The Point was a so-called concept album, a double album on which all the songs together tell a story. The story of the little boy Oblio, who is the only round-headed boy living in a country full of pointy heads. Harry Nilsson reportedly made up the story under the influence of LSD. I won’t tell it here, you can read it on Wikipedia, but at a certain point Oblio is banished to the Pointless Forrest together with his dog Arrow. It is not difficult to see a universal parable in this. Move the story to today and imagine the “normal people” who like to oppose anyone who deviates from the accepted norm, being straight, white, slim, successful, well-spoken, etc. For heaven’s sake, since last Dutch elections we can add “politically right-wing” and “conservative” to that list.

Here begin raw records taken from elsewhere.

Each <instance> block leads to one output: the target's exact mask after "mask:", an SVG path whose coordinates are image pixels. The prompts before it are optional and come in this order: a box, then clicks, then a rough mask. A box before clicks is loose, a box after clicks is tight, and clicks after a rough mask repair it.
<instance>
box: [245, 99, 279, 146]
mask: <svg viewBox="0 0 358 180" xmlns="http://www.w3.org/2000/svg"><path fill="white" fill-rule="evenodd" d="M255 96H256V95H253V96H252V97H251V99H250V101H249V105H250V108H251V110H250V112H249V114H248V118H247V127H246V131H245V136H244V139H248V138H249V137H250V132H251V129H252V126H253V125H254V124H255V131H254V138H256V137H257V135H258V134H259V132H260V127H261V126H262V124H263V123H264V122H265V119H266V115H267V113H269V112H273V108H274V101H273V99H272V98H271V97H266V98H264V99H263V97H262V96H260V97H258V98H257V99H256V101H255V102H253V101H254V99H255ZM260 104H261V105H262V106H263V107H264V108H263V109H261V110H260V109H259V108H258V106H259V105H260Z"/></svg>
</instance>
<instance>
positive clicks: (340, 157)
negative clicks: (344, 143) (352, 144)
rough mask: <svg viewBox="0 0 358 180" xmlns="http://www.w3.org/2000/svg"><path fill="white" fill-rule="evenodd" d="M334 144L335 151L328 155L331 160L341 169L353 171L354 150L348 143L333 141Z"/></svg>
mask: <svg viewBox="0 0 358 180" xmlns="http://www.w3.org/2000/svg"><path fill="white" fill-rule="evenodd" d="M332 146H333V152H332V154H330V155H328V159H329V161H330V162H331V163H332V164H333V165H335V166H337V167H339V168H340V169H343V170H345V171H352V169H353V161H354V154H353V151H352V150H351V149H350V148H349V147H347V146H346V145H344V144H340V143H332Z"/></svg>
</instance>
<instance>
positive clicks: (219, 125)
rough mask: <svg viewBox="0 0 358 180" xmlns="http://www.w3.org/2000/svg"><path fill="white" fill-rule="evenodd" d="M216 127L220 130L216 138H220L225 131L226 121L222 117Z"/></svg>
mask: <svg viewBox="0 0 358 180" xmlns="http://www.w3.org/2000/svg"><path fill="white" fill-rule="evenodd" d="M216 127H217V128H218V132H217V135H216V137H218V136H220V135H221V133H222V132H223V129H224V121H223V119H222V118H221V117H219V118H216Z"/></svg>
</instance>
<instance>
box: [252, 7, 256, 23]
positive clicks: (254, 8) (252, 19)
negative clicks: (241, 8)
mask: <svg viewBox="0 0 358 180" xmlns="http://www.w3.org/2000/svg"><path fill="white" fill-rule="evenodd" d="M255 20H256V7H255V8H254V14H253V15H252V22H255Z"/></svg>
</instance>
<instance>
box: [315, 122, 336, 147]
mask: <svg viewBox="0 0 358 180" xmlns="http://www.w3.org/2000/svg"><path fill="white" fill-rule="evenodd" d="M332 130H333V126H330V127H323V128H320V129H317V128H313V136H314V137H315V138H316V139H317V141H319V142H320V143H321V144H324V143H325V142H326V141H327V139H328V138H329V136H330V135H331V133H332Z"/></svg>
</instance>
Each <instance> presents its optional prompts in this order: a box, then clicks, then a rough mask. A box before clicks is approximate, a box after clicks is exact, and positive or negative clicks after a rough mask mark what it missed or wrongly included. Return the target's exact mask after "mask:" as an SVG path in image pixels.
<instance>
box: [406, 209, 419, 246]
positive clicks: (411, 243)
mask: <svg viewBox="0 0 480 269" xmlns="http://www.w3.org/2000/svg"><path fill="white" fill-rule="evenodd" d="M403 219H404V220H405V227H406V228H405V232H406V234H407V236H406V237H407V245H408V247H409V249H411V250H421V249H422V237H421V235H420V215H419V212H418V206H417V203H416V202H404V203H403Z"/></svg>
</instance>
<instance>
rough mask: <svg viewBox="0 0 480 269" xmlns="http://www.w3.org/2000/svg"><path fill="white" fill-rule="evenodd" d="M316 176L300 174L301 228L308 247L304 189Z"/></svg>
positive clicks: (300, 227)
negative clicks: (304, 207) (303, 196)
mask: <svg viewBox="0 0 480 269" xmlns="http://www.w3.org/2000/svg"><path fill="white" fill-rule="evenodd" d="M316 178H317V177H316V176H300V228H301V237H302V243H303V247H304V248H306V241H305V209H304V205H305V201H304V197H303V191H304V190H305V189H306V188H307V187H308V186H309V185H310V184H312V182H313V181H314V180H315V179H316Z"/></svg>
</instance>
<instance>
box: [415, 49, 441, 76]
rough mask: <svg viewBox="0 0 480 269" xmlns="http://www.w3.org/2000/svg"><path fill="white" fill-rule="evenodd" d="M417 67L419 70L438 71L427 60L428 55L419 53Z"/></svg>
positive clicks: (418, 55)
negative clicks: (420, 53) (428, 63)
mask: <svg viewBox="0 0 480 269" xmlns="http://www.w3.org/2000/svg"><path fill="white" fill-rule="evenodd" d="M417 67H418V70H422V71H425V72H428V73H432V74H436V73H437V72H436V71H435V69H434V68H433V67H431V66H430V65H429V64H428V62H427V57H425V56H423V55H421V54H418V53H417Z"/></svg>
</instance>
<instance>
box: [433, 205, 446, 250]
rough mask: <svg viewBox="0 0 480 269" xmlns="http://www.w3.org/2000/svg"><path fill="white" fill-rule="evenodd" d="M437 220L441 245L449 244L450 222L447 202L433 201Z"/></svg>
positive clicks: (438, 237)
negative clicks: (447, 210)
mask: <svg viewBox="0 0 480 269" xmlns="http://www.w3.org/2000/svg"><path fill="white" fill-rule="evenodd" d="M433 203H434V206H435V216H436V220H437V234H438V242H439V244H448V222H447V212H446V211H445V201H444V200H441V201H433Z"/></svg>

Nilsson had great success for a while. John Lennon is said to have said that Nilsson was his favorite American band, not knowing that Nilsson was an artist. Later they became friends. They were both members of the Hollywood Vampire Drinking Club, which included Keith Moon and Alice Cooper. Nilsson gradually fell into oblivion from the eighties onwards. He focused on things other than music and was, among other things, the national spokesperson for the Coalition To End Gun Violence. Yet another reason to love Harry Nilsson.

In 1993, just before his untimely death, he tried to get a new recording contract with Warner Brothers with a collection of brand new demos under his arm. He was denied that. The same Warner that gave me permission to record Me And My Arrow on the condition that all proceeds would go to Warner Chappell Music. There is a lot of grumbling about Spotify, but the record labels and music publishers are no better. So when you stream my version of Me And My Arrow, you should know that a fraction of a cent will flow to the music industry capitalists, and a fraction of that will flow to Harry Nilsson’s heirs, who also did nothing for it. Well, let’s light a candle for Harry Nilsson and hope for better times, without Gun Violence.

Son of Han, 12 January 2023

PS the whistle sound at the beginning of the song is from sister-in-law Moon de Wever, who can whistle on her fingers like a dock worker, and the dachshund on the cover is not Arrow but Willem. Big friend Jan de Kruijf played the fretless bass guitar and helped producing the record.